Monday, November 19, 2012

General Electric

Notice how GE marketed itself originally as keeping everyone safe:
Edison carried out a campaign to discourage the use of alternating current, including spreading disinformation on fatal AC accidents, publicly killing animals, and lobbying against the use of AC in state legislatures. Edison directed his technicians, primarily Arthur Kennelly and Harold P. Brown, to preside over several AC-driven killings of animals, primarily stray cats and dogs but also unwanted cattle and horses. Acting on these directives, they were to demonstrate to the press that alternating current was more dangerous than Edison's system of direct current. .... Years after DC had lost the "war of the currents," in 1903, his film crew made a movie of the electrocution with high voltage AC, supervised by Edison employees, of Topsy, a Coney Island circus elephant which had recently killed three men. Edison opposed capital punishment, but his desire to disparage the system of alternating current led to the invention of the electric chair. Harold P. Brown, who was being secretly paid by Edison, built the first electric chair for the state of New York to promote the idea that alternating current was deadlier than DC. When the chair was first used, on August 6, 1890, the technicians on hand misjudged the voltage needed to kill the condemned prisoner, William Kemmler. The first jolt of electricity was not enough to kill Kemmler, and only left him badly injured. The procedure had to be repeated and a reporter on hand described it as "an awful spectacle, far worse than hanging." George Westinghouse commented: "They would have done better using an axe." --Wikipedia
Ironically, accurate history doesn't leave much of a market in modern times for the type of "safety first!" B$ that gave birth to GE.

On the other hand, two days after Tesla's death the government seized all of his possessions... imagine that. Maybe he's generally the person who had an imagination that worked in reality?
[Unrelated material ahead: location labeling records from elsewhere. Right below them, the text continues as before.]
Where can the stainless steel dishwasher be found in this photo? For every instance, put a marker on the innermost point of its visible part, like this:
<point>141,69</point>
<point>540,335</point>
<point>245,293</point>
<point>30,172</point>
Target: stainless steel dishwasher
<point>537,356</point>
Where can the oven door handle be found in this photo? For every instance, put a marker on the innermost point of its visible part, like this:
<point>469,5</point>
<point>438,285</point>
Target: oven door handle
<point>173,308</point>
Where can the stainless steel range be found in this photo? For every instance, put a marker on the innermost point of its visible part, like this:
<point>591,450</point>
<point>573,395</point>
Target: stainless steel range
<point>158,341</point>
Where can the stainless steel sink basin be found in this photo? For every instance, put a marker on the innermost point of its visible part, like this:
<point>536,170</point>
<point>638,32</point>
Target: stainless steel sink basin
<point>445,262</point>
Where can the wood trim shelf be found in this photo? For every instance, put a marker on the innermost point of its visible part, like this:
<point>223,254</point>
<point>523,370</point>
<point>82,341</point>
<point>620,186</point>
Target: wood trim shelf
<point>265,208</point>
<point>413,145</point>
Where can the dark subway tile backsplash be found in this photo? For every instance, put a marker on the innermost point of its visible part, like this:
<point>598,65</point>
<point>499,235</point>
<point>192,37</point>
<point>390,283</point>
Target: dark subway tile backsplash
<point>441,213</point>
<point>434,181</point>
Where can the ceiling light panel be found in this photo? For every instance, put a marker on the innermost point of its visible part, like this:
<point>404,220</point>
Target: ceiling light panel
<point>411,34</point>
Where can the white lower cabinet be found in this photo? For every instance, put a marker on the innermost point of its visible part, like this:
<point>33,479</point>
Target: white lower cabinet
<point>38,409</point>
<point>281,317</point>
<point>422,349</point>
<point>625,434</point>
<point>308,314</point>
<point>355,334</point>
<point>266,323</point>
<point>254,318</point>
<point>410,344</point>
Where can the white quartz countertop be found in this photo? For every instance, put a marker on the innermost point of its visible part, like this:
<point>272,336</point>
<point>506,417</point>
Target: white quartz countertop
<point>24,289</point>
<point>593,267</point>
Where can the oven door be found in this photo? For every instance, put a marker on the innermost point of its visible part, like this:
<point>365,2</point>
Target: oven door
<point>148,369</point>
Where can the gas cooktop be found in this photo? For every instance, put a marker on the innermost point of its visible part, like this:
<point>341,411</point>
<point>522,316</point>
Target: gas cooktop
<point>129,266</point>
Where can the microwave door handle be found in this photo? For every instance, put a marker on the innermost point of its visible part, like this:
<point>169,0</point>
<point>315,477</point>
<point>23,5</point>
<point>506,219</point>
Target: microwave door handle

 The problem with reality:
Tesla had particular difficulties interacting with authority figures, especially his employers. This was due in part to his superior understanding of the electrical systems that he was working on. He faced constant frustration because his mind held perfect designs for futuristic machines that did not yet exist in reality. Instead of being able to freely create his designs, he was forced to work instead for people who could not even comprehend them. Tesla preferred to work alone because he could not slow down to wait for "lesser men" (including Thomas Edison). At times, these "creative differences" would lead to Tesla's dismissal. In his later years, Tesla became even more socially isolated. He began to spend part of each day methodically feeding pigeons and bringing injured birds back to his Waldorf Astoria apartment to care for them. Despite his irrational fear of germs, he was often seen in the park with pigeons covering his arms (he even had a favorite white pigeon who visited his apartment window).
One might say that the arc of Tesla's life was better than Edison's, crazy as Tesla supposedly was... but at least Edison realized that we'd all be better off in Tesla's type of imaginative arc and with his lovey/dovey friends in the end. It seems to be the difference between being electrocuted by your own techniques and harnessing the power of electricity and nature in biblical proportions. Imagine that! We're probably better off without too much more, though. People blame nature and natural disasters but people are and have been moral degenerates and that's generally the real reason why we can't have more nice things.